On Saturday 23 July 2005 05:02 pm, Marcello Perathoner wrote:
Unless you care about the actual physical sequence, which you have just ignored.
Why? I have seen sheet feeders jam, I have seen feeders slurp in two pages at a time but I never seen a sheet feeder reorder the sequence of the pages I fed into it.
Ergo: if I feed the pages in order starting with page 1 and file 1 and end up with page N and file N the files are in the correct physical sequence.
Books almost never start with page 1, even in the arabic numbered sections. Where's your front matter? Back matter? A book which starts at 1 and ends at (1+n) and has no other numbering in it is likely the exception rather than the rule, so it is unrealistic to design a scheme to address only this special case.
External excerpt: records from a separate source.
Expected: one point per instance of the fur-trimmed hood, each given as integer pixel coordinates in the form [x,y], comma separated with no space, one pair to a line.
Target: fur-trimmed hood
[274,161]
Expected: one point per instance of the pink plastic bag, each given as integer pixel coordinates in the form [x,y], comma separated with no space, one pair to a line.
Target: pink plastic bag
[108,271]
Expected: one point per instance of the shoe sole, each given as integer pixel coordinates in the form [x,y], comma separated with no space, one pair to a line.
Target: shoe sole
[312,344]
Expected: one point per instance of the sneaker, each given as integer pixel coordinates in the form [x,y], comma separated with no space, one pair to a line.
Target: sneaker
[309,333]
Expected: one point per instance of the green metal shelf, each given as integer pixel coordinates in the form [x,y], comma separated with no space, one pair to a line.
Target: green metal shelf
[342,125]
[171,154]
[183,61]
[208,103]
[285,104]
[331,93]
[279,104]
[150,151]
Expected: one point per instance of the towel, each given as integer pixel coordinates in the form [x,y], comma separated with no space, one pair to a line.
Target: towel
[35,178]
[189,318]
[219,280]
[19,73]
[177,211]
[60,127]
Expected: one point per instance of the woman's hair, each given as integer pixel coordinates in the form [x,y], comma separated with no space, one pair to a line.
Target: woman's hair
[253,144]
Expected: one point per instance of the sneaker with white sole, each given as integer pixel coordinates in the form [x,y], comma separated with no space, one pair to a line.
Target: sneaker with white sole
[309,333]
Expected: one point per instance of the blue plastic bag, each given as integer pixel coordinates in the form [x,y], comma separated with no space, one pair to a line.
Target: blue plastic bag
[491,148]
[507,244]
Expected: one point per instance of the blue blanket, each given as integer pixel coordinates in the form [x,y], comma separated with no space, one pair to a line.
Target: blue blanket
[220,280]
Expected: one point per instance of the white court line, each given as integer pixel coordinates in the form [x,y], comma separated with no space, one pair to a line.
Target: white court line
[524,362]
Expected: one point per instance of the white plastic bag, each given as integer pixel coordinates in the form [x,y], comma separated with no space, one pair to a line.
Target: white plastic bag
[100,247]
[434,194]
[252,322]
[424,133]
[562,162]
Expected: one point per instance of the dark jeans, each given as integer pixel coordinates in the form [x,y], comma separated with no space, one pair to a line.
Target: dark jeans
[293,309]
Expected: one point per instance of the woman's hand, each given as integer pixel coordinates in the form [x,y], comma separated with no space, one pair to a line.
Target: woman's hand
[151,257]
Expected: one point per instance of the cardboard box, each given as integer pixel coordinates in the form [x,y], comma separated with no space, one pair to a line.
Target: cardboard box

Manually scan the inserted illustration sheets and name the files according to the noted page number.
Tip-in illustrations generally do not have page numbers.
That is the reason why they get the page number of the preceding "true" page plus a number as suffix.
Why create this artificial distinction in the first place?
Trying to store anything but the physical sequence of the pages in the filename is an unnecessary complication, and probably short-sighted in the long run.
Why? You don't give any reasons besides personal preference.
I have, but let's review anyway. 1) Store the physical sequence of the pages, front cover to back cover by simply naming the scan files ascending from 1. Advantages: Sort order guaranteed identical across platforms, no parsing of file name segments required to determine information about the file. 2) Create a corresponding metadata file named with a 1:1 correspondence to hold the other (in this case) numbering information about the scanned image. Advantages: Any additional information about the image file is trivially associated, modifiable and extendible. it could be loaded in a database or converted to XML or other formats trivially, making implementation of meaningful searching that much easier. Marcello, in your role at PG, you should realize more than many others that storing data in a file name makes it less accessible to programs which could automate much of the common work of maintaining a dataset. It's not impossible to manipulate, but it is cumbersome and has sort order and case issues across platforms.